I need to set for each municipality i the nearest value from a list of municipalities. Every municipality in this list may have a specific price value if it produces a commodity or have a NA if it does not produce in that year. Therefore, i can either: a) have its own price; b) have the price from a closest neighbor, and this may change for each year (2000 through 2014).
This database is in a shapefile imported to R through SP <- readOGR("MT.shp")
where N1 is the ID number, N2 is the municipality code, N3 is its name and N4 through N18 are the prices (when available):
$ N1 : Factor w/ 287 levels "1","10","100",..: 287 1 112 210 221 232 243 254 265 276 ...
$ N2 : Factor w/ 287 levels "1100015","1100023",..: 287 53 54 55 56 57 58 59 60 61 ...
$ N3 : Factor w/ 287 levels "AGUA AZUL DO NORTE",..: 148 2 3 4 5 1 6 7 10 16 ...
$ N4 : Factor w/ 39 levels "0.1999605989",..: 39 NA NA NA NA NA NA NA 32 NA ...
$ N5 : Factor w/ 49 levels "0.2099991931",..: 49 NA NA NA NA NA NA NA 42 NA ...
$ N17: Factor w/ 103 levels "0.5011494253",..: 103 NA NA NA NA NA NA NA 55 NA ...
$ N18: Factor w/ 100 levels "0.75","0.8092253594",..: 100 NA NA NA NA NA NA NA 93 NA ...
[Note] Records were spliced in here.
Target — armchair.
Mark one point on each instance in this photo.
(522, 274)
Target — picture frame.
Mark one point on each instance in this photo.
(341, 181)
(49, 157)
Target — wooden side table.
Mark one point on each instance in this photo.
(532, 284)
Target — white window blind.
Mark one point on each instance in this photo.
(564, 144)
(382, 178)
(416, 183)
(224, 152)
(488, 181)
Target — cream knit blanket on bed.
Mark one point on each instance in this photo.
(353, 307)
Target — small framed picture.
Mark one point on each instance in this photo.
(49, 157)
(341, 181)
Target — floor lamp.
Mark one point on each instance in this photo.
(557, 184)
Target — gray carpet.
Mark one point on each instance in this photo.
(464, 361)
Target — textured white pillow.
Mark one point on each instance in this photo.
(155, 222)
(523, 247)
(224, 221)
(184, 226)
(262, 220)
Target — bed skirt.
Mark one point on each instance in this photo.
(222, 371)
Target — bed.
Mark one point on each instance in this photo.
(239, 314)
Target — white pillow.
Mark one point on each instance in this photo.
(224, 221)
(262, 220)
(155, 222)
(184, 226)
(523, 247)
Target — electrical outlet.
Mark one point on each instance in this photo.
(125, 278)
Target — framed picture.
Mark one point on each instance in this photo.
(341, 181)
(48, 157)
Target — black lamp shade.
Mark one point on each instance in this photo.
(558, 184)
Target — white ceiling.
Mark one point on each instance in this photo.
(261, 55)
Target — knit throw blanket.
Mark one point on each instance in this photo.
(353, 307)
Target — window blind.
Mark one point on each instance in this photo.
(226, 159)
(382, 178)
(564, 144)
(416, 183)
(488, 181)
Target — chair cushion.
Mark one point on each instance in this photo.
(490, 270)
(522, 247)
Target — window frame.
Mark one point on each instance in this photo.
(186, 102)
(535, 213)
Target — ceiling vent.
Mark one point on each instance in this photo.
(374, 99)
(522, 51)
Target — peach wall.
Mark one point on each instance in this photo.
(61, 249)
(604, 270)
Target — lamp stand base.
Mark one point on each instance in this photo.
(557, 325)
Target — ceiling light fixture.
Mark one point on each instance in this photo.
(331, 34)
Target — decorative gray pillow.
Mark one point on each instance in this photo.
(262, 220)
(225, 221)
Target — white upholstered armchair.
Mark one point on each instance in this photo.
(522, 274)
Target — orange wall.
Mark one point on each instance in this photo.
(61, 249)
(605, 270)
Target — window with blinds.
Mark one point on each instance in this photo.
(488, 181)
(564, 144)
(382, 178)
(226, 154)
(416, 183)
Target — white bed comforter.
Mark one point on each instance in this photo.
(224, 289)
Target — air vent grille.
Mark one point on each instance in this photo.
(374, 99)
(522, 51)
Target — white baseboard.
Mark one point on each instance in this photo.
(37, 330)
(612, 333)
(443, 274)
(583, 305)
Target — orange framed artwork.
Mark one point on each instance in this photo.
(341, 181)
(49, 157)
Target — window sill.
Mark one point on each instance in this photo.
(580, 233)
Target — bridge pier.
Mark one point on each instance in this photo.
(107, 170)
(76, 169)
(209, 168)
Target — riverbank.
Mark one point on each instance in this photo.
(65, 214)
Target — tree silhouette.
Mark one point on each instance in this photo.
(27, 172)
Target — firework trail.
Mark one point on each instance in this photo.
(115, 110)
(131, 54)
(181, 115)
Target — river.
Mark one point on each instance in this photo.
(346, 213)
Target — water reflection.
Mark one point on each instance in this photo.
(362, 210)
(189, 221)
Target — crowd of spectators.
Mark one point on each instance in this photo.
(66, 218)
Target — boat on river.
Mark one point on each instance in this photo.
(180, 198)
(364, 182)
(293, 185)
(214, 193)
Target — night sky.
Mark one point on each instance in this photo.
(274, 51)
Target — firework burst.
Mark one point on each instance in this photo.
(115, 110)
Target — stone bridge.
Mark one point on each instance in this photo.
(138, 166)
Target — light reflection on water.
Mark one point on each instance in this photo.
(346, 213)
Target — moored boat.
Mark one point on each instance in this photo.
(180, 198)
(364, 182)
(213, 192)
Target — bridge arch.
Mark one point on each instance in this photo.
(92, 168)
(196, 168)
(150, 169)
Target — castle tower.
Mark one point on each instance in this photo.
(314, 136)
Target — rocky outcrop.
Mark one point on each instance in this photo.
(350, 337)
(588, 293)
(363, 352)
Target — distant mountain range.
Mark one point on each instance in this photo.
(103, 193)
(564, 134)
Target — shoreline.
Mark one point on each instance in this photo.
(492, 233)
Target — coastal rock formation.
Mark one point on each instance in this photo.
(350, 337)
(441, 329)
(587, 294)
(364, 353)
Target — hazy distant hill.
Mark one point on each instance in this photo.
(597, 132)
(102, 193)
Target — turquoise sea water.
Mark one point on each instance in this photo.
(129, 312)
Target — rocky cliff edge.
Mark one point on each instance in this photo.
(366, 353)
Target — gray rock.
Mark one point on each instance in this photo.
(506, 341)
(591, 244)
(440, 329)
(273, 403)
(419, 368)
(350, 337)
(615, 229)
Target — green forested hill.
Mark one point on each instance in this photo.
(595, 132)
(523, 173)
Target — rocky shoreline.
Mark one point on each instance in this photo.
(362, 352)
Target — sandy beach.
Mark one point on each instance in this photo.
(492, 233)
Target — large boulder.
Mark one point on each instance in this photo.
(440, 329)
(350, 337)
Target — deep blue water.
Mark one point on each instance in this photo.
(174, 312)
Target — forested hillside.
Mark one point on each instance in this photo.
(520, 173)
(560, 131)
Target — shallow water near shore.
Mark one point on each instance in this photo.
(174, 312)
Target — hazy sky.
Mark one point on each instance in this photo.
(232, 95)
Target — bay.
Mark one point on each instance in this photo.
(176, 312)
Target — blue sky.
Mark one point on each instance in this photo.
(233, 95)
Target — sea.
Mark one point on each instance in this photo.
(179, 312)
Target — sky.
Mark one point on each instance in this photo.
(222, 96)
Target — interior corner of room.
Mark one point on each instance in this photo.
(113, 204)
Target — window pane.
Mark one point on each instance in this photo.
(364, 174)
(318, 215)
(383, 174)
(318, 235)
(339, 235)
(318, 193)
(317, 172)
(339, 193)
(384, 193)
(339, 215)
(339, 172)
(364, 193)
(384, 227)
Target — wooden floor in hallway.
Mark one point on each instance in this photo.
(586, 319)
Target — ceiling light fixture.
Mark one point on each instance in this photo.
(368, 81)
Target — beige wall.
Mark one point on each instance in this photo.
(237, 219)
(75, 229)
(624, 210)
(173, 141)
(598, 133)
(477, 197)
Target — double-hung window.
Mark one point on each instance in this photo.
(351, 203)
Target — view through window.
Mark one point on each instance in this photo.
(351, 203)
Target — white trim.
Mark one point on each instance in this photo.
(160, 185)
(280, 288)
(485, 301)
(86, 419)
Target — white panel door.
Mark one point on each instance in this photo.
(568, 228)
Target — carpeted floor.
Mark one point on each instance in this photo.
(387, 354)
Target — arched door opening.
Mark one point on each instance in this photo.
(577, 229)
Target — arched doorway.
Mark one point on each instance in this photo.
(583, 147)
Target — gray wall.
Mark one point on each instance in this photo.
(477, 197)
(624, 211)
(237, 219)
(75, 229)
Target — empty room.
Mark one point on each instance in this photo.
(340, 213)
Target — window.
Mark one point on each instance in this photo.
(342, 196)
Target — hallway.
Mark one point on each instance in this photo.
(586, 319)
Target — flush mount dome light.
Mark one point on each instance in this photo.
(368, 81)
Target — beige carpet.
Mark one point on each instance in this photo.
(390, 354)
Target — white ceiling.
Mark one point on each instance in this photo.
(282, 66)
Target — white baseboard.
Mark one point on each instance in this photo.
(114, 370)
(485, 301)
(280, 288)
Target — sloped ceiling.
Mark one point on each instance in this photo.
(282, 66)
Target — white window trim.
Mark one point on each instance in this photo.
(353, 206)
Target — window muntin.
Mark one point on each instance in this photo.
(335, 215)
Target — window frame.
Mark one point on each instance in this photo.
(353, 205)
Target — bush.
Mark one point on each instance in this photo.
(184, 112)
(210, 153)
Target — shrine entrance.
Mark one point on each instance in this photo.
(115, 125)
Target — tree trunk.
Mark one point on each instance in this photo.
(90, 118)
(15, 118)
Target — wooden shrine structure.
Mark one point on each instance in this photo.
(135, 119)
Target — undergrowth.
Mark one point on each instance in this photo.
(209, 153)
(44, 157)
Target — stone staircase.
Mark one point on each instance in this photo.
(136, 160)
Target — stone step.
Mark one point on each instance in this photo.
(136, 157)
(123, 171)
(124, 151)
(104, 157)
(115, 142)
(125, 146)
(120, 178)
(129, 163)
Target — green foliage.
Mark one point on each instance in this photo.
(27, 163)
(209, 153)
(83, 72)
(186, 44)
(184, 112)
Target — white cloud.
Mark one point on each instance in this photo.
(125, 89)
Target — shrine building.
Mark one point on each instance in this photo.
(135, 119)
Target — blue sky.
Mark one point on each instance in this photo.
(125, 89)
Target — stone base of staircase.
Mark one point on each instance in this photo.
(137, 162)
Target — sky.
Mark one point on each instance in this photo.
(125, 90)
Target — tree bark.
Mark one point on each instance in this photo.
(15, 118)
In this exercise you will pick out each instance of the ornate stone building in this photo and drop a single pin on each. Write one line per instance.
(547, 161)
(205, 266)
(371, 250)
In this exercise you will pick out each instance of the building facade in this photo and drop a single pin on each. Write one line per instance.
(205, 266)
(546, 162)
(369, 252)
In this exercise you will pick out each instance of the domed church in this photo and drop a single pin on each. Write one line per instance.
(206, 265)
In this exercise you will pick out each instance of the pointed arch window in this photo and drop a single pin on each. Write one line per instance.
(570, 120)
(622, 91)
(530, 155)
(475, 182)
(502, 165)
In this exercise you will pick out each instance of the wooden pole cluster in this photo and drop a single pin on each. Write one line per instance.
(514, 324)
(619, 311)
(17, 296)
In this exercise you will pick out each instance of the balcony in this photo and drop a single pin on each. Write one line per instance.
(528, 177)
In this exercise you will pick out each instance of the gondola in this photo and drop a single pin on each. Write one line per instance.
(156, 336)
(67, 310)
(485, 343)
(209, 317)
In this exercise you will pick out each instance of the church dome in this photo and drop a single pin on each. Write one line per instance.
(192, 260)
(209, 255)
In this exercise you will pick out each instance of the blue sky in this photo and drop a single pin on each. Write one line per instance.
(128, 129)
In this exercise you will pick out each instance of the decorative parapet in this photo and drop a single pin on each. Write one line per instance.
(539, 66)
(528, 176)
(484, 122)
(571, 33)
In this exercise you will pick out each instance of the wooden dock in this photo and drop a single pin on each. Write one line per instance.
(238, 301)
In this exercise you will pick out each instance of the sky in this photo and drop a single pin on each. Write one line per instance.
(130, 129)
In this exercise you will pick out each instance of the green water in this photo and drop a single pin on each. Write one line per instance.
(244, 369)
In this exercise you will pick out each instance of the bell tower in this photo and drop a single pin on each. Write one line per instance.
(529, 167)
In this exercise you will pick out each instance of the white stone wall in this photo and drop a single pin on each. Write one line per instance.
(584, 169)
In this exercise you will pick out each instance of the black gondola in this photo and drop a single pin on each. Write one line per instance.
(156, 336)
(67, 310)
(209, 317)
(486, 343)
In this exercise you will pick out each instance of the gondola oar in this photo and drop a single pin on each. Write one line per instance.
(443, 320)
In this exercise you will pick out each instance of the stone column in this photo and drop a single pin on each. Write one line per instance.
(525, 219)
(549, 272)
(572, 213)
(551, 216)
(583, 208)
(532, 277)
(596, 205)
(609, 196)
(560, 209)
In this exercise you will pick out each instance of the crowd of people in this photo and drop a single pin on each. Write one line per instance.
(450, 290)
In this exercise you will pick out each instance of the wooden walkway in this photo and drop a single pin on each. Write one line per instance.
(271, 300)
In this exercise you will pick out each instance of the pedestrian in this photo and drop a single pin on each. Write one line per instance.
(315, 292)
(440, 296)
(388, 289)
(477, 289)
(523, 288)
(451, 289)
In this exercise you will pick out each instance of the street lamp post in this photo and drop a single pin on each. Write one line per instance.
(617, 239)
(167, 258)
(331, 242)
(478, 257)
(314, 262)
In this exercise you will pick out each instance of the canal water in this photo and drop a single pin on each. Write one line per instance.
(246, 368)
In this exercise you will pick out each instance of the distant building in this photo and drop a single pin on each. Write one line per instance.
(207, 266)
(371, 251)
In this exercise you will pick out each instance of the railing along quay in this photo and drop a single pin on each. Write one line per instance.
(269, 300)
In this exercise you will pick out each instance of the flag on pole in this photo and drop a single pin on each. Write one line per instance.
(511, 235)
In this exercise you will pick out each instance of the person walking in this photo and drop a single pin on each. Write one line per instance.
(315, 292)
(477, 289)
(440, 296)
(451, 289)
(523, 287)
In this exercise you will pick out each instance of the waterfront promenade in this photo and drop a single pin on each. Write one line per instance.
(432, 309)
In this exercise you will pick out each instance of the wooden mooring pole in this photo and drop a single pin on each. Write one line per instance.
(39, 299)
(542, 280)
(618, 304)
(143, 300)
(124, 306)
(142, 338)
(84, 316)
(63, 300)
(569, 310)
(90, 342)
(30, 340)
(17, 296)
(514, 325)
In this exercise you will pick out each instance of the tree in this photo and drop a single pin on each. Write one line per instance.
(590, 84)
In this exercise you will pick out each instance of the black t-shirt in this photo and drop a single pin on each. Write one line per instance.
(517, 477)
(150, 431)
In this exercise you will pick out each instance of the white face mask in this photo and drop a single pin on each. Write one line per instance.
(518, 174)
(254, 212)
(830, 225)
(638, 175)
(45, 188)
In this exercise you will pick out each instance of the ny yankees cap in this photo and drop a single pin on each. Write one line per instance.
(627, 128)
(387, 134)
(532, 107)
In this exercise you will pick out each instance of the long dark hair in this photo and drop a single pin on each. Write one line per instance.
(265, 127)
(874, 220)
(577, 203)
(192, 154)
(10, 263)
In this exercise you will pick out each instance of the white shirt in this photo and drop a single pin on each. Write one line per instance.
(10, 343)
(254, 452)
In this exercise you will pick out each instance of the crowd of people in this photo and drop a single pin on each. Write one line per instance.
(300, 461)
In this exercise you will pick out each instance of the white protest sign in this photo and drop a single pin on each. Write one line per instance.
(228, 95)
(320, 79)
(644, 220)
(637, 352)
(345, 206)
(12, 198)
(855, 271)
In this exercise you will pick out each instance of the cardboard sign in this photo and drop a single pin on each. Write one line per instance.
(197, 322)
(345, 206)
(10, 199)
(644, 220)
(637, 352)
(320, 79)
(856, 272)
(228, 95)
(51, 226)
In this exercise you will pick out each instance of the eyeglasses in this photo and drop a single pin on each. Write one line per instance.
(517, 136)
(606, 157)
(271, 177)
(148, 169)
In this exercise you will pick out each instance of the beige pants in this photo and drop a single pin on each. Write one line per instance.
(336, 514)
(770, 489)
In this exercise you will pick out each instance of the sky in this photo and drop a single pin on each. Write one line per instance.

Therefore, I need to fill all NAs (total of 2965) with the value from the closest municipality with a valid number. I read a similar guidance from:
but that did not apply equally for my dataset.
Is there any formula to do this task?
Thank you.
Following @StatnMap help, I calculated all minimum distances:
> distmin <- spDists(SP, longlat = TRUE); class(distmin)
[1] "matrix"
I also have a matrix called psoy with dimension (287 x 15). An example:
X2000 X2001 X2002
[1,] NA NA NA
[2,] 0.2500000 0.2866667 0.3600000
[3,] NA NA NA
[4,] 0.6500390 0.5598765 0.4000000
[5,] 0.7500390 0.5598765 NA
[6,] 0.6000000 NA 0.3500000
[7,] 0.4200150 0.4700000 0.3000000
[8,] NA NA 0.4000000
For each column of psoy, let's say X2000, I need to find the nearest municipality with a valid (non NA) value. I created a new dataframe A trying to manage this problem by year:
> A <- data.frame(psoy$X2000, distmin)
For municipality X1, for instance, A would be (first column are prices and second are distances from X1 to neighbors):
X2000 X1
[1,] NA 0.00000
[2,] 0.2500000 360.45196
[3,] NA 62.37937
[4,] 0.6500390 261.60197
[5,] 0.7500390 583.45032
[6,] 0.6000000 696.34611
[7,] 0.4200150 600.53779
[8,] NA 764.88325
So, in this example, X1 does not have a value and should return the value from the nearest municipality. The answer I need is 0.6500390 from [4,] substituting NA in row [1,], column X2000.
I tried several commands to make it automatic, but none worked. The best I did was:
A$psoy00r <- ifelse(!is.na(A$psoy.X2000), A$psoy.X2000,
with(A, psoy.X2000[which.min(X1)], na.rm = TRUE))
but it still kept NAs where they already existed.
I appreciate any help and thank you for attention.